Koronavirüs

Bilim Kurulu üyesi Prof. Dr. Özlü: Toplumsal bağışıklığın gelişmesi noktasından çok uzaktayız

"O nedenle tedbirleri elden asla bırakmayacağız"

04 Haziran 2020 08:40

Sağlık Bakanlığı Koronavirüs Bilim Kurulu üyesi Prof. Dr. Tevfik Özlü, "Toplumsal bağışıklığın gelişmesi noktasından çok uzaktayız. Toplumsal bağışıklığın oluşması için nüfusun en az yüzde 60’ının bu virüsle karşılaşmış olması gerekir. Oysa bu oran şu an çok düşük." dedi. 

Hürriyet gazetesi yazarı Fulya Soybaş'a konuşan Özlü, kendisine en çok “Vaka sayıları önceden de bin civarlarındaydı, şimdi ne değişti de rahatladık?” sorusu yöneltildiğini söyledi.

Özlü, "Toplumsal bağışıklığın gelişmesi noktasından çok uzaktayız. “Toplumsal bağışıklığın oluşması için nüfusun en az yüzde 60’ının bu virüsle karşılaşmış olması gerekir. Oysa bu oran şu an çok düşük. Gebze’de yapılan PCR test çalışmalarına göre hayalet taşıyıcı sayısı binde 3.5. Dolayısıyla ‘Çok sayıda insan hastalığı geçirdi, bağışıklık kazandı’ gibi bir olasılığın gerçekte karşılığı yok. Başka ülkelerde yapılan antikor çalışmalarında da bu oran zaten yüzde 3 çıkıyor. O nedenle tedbirleri elden asla bırakmayacağız.” diye konuştu. 

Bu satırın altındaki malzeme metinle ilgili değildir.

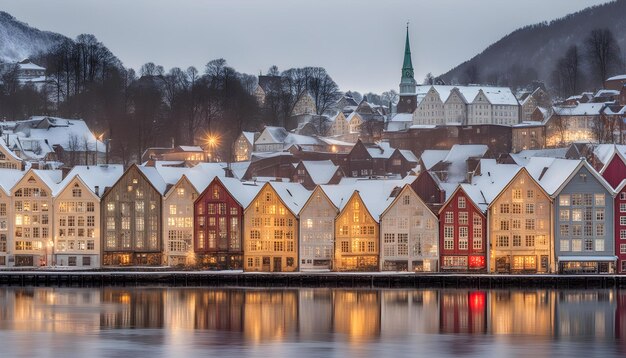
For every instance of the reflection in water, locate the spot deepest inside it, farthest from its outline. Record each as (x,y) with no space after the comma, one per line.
(210,317)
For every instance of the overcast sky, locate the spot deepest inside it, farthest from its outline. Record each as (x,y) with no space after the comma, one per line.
(360,43)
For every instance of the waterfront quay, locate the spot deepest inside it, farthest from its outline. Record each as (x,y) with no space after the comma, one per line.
(303,279)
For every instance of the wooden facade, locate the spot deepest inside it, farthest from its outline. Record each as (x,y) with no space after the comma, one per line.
(462,234)
(270,233)
(178,228)
(131,221)
(356,238)
(317,231)
(218,222)
(520,228)
(409,235)
(77,226)
(32,204)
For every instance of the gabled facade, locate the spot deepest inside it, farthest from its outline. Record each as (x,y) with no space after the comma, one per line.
(463,243)
(131,220)
(620,227)
(520,228)
(356,237)
(218,223)
(615,169)
(6,228)
(177,224)
(32,206)
(270,233)
(410,235)
(584,236)
(339,127)
(317,231)
(77,226)
(244,146)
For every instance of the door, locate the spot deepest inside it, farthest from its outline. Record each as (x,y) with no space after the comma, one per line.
(277,264)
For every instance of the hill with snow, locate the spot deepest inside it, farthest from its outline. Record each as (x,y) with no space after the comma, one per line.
(18,40)
(533,51)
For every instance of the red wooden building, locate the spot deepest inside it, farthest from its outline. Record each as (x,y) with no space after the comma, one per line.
(614,172)
(218,223)
(462,234)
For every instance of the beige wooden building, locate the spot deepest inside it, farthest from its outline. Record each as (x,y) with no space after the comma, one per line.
(32,204)
(317,231)
(520,228)
(271,228)
(409,234)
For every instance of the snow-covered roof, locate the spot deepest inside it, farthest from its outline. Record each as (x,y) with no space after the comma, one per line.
(430,157)
(51,178)
(522,157)
(10,177)
(294,195)
(495,95)
(374,193)
(617,78)
(249,136)
(321,171)
(30,66)
(604,152)
(408,155)
(402,117)
(154,178)
(47,132)
(244,193)
(606,93)
(190,148)
(239,168)
(582,109)
(278,134)
(102,176)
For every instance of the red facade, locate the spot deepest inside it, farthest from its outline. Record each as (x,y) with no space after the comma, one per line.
(620,230)
(218,226)
(462,235)
(615,171)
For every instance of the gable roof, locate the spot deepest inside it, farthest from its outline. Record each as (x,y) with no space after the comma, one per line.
(102,176)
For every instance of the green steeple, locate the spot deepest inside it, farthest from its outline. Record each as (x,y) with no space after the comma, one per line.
(407,82)
(407,65)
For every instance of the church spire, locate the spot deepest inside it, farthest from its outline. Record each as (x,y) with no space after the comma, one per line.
(407,81)
(408,64)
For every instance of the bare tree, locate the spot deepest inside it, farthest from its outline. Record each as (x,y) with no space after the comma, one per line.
(603,53)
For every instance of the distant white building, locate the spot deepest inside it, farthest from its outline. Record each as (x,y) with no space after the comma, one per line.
(465,105)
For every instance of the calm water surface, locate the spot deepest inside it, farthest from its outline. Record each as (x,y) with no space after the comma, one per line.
(189,322)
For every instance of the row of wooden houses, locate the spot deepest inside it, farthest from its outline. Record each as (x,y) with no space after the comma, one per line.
(545,215)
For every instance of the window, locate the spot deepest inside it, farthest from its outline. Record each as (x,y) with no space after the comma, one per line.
(600,214)
(461,202)
(599,199)
(599,245)
(502,241)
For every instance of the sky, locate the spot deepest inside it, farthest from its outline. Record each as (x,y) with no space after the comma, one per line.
(360,43)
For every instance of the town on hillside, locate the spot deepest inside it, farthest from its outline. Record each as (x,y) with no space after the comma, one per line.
(442,178)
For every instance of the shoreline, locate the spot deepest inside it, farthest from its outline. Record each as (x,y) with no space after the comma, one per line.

Prof. Dr. Özlü’ye göre ölüm oranları ile yoğun bakıma yatan hasta sayısındaki düşüşün birçok nedeni var. Özlü,  “Birincisi, şimdiki tedavi şekillerimiz başlangıca göre daha etkili. Artık neyle mücadele ettiğimizi biliyor ve erken tedaviye başlıyoruz. Doğru müdahale ve deneyimin etkisi yadsınamaz. İkincisi, 65+ grubu ilk başlarda dışarıdaydı. Bilginiz gibi kronik rahatsızlığı olanlar ile bu yaş grubu riskli. Şimdi onlar evlerine çekildi, buna bir de 20 yaş altı ile gönüllü karantina uygulayanları ekleyin. Nereden baksanız 40 milyon kişi evde. Seyahat yasakları-sokağa çıkma kısıtlamaları da eklenince salgın hız kesti.” düşüncesini dile getirdi. 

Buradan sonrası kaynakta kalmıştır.